5. The method according to claim 1, characterized in that, The step of receiving a modification operation triggered by the user on the visual interactive interface and updating the memory object specifically includes: During the execution of the first incremental editing instruction generated by the large language model, the dialog input interface is locked, while the editing permissions of the visual interactive interface remain open; When the third merge incremental editing instruction is applied to the first structured configuration file to generate the third structured configuration file, the memory object is re-parsed and overwritten; If the user modifies the memory object through the visual interactive interface during the execution, the operation of deserializing it into a fourth structured configuration file will be performed before the next round of dialogue in the large language model, based on the current latest memory object state.

6. The method according to claim 1, characterized in that, Prior to the step of obtaining the first incremental editing instruction based on the line number range from the output of the large language model, the method further includes: Based on the size characteristics of the set of files to be edited, the maximum number of loops in the large language model and the multi-level reminder parameters are dynamically calculated. During the cyclic execution of the large language model, the current execution state features are acquired in real time, and the current execution state features include at least the current loop number and the total number of tool calls. Based on the current execution state characteristics, the maximum number of loop rounds, and the multi-level reminder parameters, a corresponding reminder level is matched, and guidance information corresponding to the reminder level is injected into the large language model to control the reading and reasoning behavior of the large language model.

7. The method according to claim 1, characterized in that, Before the step of performing line-by-line indentation verification and automatic repair on the edited text corresponding to the second merge incremental editing instruction based on preset indentation rules to obtain the third merge incremental editing instruction, the method further includes: The edited text is subjected to full-domain detection by cleanup regular expressions to identify and remove residual line number prefixes in the edited text; The beginning and end of the edited text are detected, and residual code block markers in the edited text are removed; The system performs full-domain detection on preset special characters in the edited text and then performs compliance processing on the detected preset special characters.
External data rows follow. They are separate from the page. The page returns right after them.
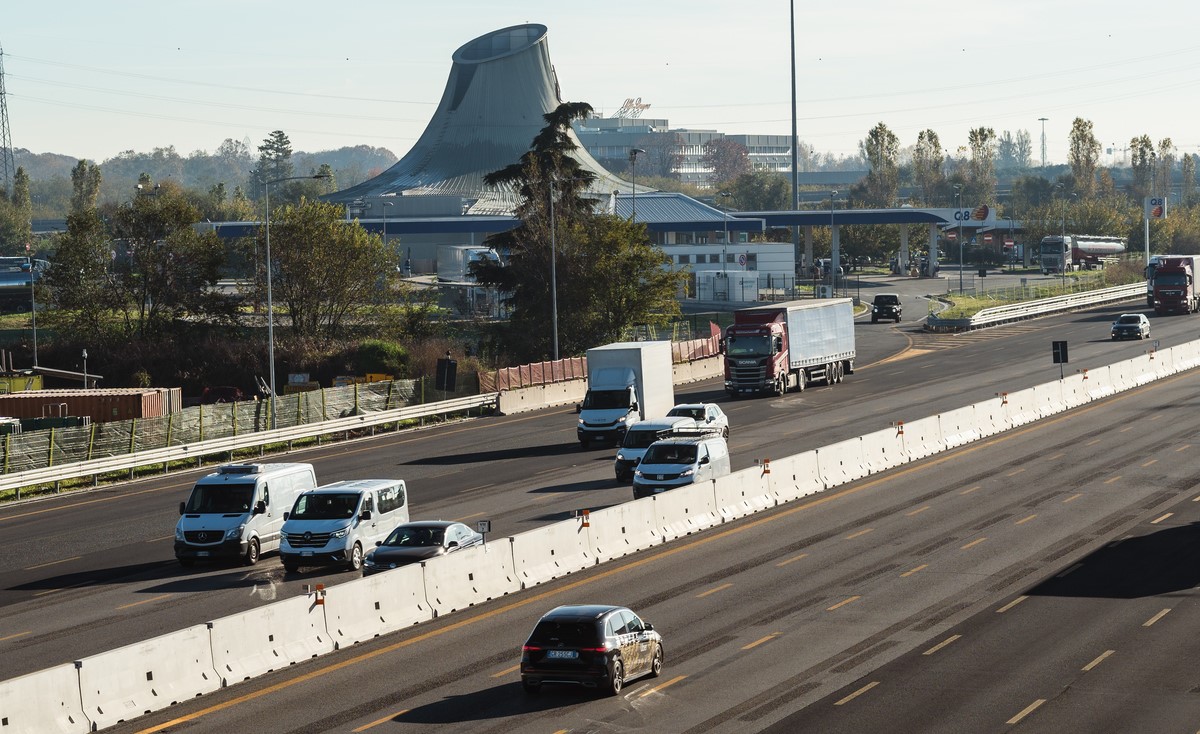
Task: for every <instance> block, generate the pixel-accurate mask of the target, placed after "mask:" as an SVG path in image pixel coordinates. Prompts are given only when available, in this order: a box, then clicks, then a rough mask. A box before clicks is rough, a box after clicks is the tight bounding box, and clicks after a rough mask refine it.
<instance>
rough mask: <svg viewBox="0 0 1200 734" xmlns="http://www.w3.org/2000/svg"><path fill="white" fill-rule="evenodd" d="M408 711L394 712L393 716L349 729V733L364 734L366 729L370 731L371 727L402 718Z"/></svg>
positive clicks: (386, 717)
mask: <svg viewBox="0 0 1200 734" xmlns="http://www.w3.org/2000/svg"><path fill="white" fill-rule="evenodd" d="M409 711H410V709H404V710H402V711H396V712H395V714H389V715H388V716H384V717H383V718H378V720H376V721H372V722H371V723H368V724H362V726H361V727H359V728H358V729H350V732H352V733H353V734H358V733H359V732H366V730H367V729H370V728H372V727H378V726H379V724H382V723H388V722H389V721H391V720H394V718H396V717H397V716H403V715H404V714H408V712H409Z"/></svg>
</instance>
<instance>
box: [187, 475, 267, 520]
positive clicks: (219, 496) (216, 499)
mask: <svg viewBox="0 0 1200 734" xmlns="http://www.w3.org/2000/svg"><path fill="white" fill-rule="evenodd" d="M253 499H254V483H253V482H241V483H229V485H196V487H194V488H193V489H192V497H190V498H187V505H186V506H185V507H184V512H187V513H193V515H197V513H199V515H204V513H206V512H214V513H221V515H228V513H232V512H239V513H240V512H250V505H251V503H252V501H253Z"/></svg>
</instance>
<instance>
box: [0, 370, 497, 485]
mask: <svg viewBox="0 0 1200 734" xmlns="http://www.w3.org/2000/svg"><path fill="white" fill-rule="evenodd" d="M498 404H499V393H497V392H488V393H484V395H472V396H467V397H460V398H452V399H449V401H442V402H438V403H424V404H420V405H410V407H407V408H396V409H392V410H380V411H378V413H365V414H361V415H352V416H349V417H342V419H336V420H332V421H323V422H319V423H304V425H300V426H290V427H287V428H277V429H275V431H259V432H256V433H244V434H240V435H235V437H229V438H222V439H212V440H209V441H196V443H192V444H180V445H176V446H169V447H166V449H154V450H150V451H140V452H134V453H122V455H120V456H110V457H104V458H100V459H91V461H86V462H72V463H67V464H59V465H55V467H44V468H40V469H31V470H29V471H18V473H12V474H5V475H0V491H4V489H20V488H23V487H32V486H36V485H48V483H55V482H61V481H65V480H73V479H80V477H86V476H98V475H101V474H108V473H113V471H124V470H131V471H132V470H133V469H138V468H143V467H154V465H157V464H163V465H164V467H166V464H168V463H169V462H180V461H190V459H194V461H199V459H202V458H204V457H205V456H212V455H215V453H226V452H229V451H238V450H241V449H251V447H254V446H263V445H266V444H283V443H288V441H294V440H299V439H306V438H314V437H318V435H328V434H331V433H343V432H348V431H358V429H361V428H371V427H373V426H380V425H384V423H395V422H398V421H409V420H415V419H422V417H428V416H432V415H446V414H451V413H463V411H469V410H472V409H475V408H480V409H481V408H487V407H498Z"/></svg>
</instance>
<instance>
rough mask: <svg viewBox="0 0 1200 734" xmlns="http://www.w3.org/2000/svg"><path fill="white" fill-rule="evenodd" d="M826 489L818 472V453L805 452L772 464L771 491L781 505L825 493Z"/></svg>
mask: <svg viewBox="0 0 1200 734" xmlns="http://www.w3.org/2000/svg"><path fill="white" fill-rule="evenodd" d="M824 488H826V486H824V482H823V481H821V473H820V471H818V470H817V452H816V451H805V452H804V453H797V455H794V456H787V457H784V458H781V459H776V461H773V462H772V463H770V489H772V492H773V493H774V494H775V503H776V504H779V505H782V504H784V503H790V501H792V500H794V499H799V498H802V497H808V495H810V494H816V493H817V492H823V491H824Z"/></svg>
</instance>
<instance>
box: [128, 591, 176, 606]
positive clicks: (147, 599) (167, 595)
mask: <svg viewBox="0 0 1200 734" xmlns="http://www.w3.org/2000/svg"><path fill="white" fill-rule="evenodd" d="M169 596H172V595H170V594H160V595H158V596H152V597H150V598H144V600H142V601H139V602H133V603H131V604H121V606H120V607H118V609H130V608H132V607H140V606H142V604H149V603H150V602H156V601H162V600H164V598H167V597H169Z"/></svg>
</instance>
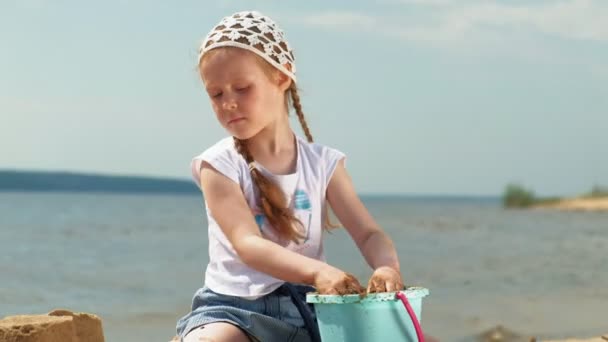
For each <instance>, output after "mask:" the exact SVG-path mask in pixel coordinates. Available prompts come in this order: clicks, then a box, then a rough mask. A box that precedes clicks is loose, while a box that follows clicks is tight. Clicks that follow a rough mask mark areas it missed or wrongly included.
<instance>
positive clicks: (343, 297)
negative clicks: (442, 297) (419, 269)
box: [306, 287, 429, 342]
mask: <svg viewBox="0 0 608 342" xmlns="http://www.w3.org/2000/svg"><path fill="white" fill-rule="evenodd" d="M401 293H403V294H405V296H406V297H407V299H408V302H409V303H410V306H411V307H412V309H413V310H414V313H415V314H416V317H417V318H418V321H419V322H420V317H421V312H422V298H424V297H426V296H428V294H429V290H428V289H425V288H423V287H410V288H408V289H406V290H404V291H401ZM306 301H307V302H308V303H313V304H314V307H315V312H316V314H317V323H318V325H319V331H320V333H321V340H322V341H323V342H342V341H347V342H370V341H412V342H414V341H418V337H417V335H416V329H415V328H414V323H413V322H412V320H411V318H410V316H409V314H408V312H407V310H406V308H405V306H404V305H403V303H401V301H400V300H399V298H397V297H396V292H384V293H372V294H368V295H367V296H365V297H363V298H362V297H361V296H359V295H345V296H339V295H320V294H316V293H309V294H307V295H306Z"/></svg>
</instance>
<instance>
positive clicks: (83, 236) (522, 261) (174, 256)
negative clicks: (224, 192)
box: [0, 193, 608, 342]
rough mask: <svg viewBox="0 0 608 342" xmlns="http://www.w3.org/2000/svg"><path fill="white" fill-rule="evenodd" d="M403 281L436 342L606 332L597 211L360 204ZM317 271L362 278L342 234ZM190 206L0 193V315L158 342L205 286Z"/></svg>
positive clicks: (149, 199) (109, 340)
mask: <svg viewBox="0 0 608 342" xmlns="http://www.w3.org/2000/svg"><path fill="white" fill-rule="evenodd" d="M364 202H365V204H366V205H367V207H368V208H369V210H370V211H371V212H372V214H373V215H374V216H375V217H376V219H377V221H378V222H379V223H380V224H381V225H382V226H383V227H384V228H385V229H386V230H387V231H388V232H389V234H390V235H391V236H392V237H393V239H394V241H395V244H396V245H397V249H398V252H399V255H400V258H401V263H402V273H403V276H404V279H405V282H406V284H408V285H421V286H424V287H427V288H429V289H430V291H431V295H430V296H429V297H427V298H426V299H425V302H424V303H423V316H422V317H423V327H425V329H426V330H427V331H428V332H429V333H430V334H432V335H434V336H437V337H439V338H441V339H442V340H444V341H455V340H466V339H470V337H471V336H473V335H474V334H476V333H478V332H480V331H483V330H485V329H487V328H490V327H493V326H495V325H498V324H502V325H505V326H507V327H508V328H511V329H513V330H516V331H519V332H521V333H523V334H526V335H530V336H531V335H536V336H542V337H566V336H575V335H578V336H593V335H598V334H601V333H606V332H607V331H608V324H606V316H605V313H606V307H607V306H608V286H607V285H608V253H607V252H606V251H607V250H608V213H565V212H554V211H547V210H530V211H513V210H504V209H502V208H501V207H500V203H499V202H498V201H497V200H491V199H490V200H488V199H466V198H394V197H373V198H371V197H370V198H365V199H364ZM326 254H327V257H328V260H329V261H330V262H331V263H333V264H335V265H337V266H339V267H342V268H344V269H345V270H347V271H349V272H352V273H354V274H356V275H357V276H358V277H359V278H360V279H361V280H362V281H366V280H367V279H368V278H369V276H370V274H371V271H370V270H368V267H367V266H366V264H365V261H364V260H363V258H362V257H361V256H360V254H359V253H358V251H357V249H356V247H355V245H354V244H353V243H352V241H350V240H349V238H348V236H347V234H346V233H345V231H344V230H339V231H336V232H333V233H332V234H329V235H328V236H327V238H326ZM207 260H208V256H207V235H206V229H205V220H204V214H203V207H202V198H201V197H200V196H190V195H177V196H175V195H149V194H146V195H124V194H121V195H118V194H99V193H96V194H93V193H91V194H83V193H0V317H3V316H6V315H13V314H25V313H28V314H29V313H46V312H48V311H51V310H53V309H55V308H67V309H71V310H74V311H83V312H91V313H95V314H97V315H99V316H101V318H102V319H103V324H104V331H105V334H106V340H107V341H110V342H113V341H168V340H169V339H170V337H171V336H173V334H174V328H175V321H176V320H177V319H178V318H179V317H181V316H182V315H184V314H185V313H186V312H187V311H188V309H189V305H190V300H191V297H192V295H193V293H194V291H195V290H196V289H197V288H198V287H199V286H201V284H202V280H203V279H202V274H203V269H204V265H205V264H206V262H207Z"/></svg>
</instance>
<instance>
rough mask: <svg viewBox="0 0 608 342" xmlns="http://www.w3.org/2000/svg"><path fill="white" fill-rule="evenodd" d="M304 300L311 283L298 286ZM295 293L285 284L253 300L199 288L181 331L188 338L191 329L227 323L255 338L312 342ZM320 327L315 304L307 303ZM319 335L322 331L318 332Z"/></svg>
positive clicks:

8. An AI incremental editing and visualization synchronization device, characterized in that, The AI ​​incremental editing and visualization synchronization device includes: one or more processors and a memory; the memory is coupled to the one or more processors, the memory is used to store computer program code, the computer program code includes computer instructions, and the one or more processors call the computer instructions to cause the AI ​​incremental editing and visualization synchronization device to perform the method as described in any one of claims 1-7.

9. A computer-readable storage medium comprising instructions, characterized in that, When the instruction is run on the AI ​​incremental editing and visualization synchronization device, the AI ​​incremental editing and visualization synchronization device performs the method as described in any one of claims 1-7.

10. A computer program product, characterized in that, When the computer program product is run on the AI ​​incremental editing and visualization synchronization device, the AI ​​incremental editing and visualization synchronization device performs the method as described in any one of claims 1-7.